# RaBitQ-rs
[](https://crates.io/crates/rabitq-rs)
[](https://docs.rs/rabitq-rs)
[](https://github.com/lqhl/rabitq-rs/actions)
[](LICENSE)
[](https://www.rust-lang.org)
Pure Rust implementation of advanced vector quantization and search algorithms:
- **RaBitQ quantization** with IVF (Inverted File) search - Production ready
- **MSTG (Multi-Scale Tree Graph)** index - ⚠️ Experimental (v0.5.0)
**Up to 32× memory compression** with significantly higher accuracy than traditional Product Quantization (PQ) or Scalar Quantization (SQ).
## Why RaBitQ?
RaBitQ delivers exceptional compression-accuracy trade-offs for approximate nearest neighbor search:
- **vs.
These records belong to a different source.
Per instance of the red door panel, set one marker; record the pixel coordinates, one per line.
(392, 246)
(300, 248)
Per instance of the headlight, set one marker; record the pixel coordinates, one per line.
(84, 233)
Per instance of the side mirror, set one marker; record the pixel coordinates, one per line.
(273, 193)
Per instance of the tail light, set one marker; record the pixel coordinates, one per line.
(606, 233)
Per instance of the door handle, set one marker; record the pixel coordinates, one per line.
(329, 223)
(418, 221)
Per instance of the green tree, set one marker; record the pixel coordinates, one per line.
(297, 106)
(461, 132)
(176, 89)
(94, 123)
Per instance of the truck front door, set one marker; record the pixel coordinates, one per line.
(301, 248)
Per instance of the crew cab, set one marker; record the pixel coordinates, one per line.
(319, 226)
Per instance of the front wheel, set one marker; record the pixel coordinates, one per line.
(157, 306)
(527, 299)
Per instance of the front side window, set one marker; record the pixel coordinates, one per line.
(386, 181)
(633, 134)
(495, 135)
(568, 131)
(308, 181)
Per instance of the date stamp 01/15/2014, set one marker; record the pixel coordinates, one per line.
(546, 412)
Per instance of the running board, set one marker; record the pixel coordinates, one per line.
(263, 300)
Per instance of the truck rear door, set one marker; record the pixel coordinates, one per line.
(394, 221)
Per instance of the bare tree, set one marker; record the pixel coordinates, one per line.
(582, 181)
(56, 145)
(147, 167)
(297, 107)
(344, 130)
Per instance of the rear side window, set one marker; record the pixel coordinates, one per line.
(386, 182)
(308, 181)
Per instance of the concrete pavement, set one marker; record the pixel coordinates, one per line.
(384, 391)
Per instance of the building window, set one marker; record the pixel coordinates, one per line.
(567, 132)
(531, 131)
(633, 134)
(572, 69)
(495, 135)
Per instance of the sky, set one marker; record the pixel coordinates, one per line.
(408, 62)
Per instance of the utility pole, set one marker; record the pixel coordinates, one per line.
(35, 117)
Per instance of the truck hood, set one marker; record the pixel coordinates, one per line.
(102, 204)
Raw Vectors**: Achieve **up to 32× memory reduction** with configurable compression ratios
- **vs. PQ/SQ**: Substantially higher accuracy, especially at high recall targets (90%+)
- **How it Works**: Combines 1-bit binary codes with multi-bit refinement codes for precise distance estimation
The quantization applies to residual vectors (data - centroid), enabling accurate reconstruction even at extreme compression rates.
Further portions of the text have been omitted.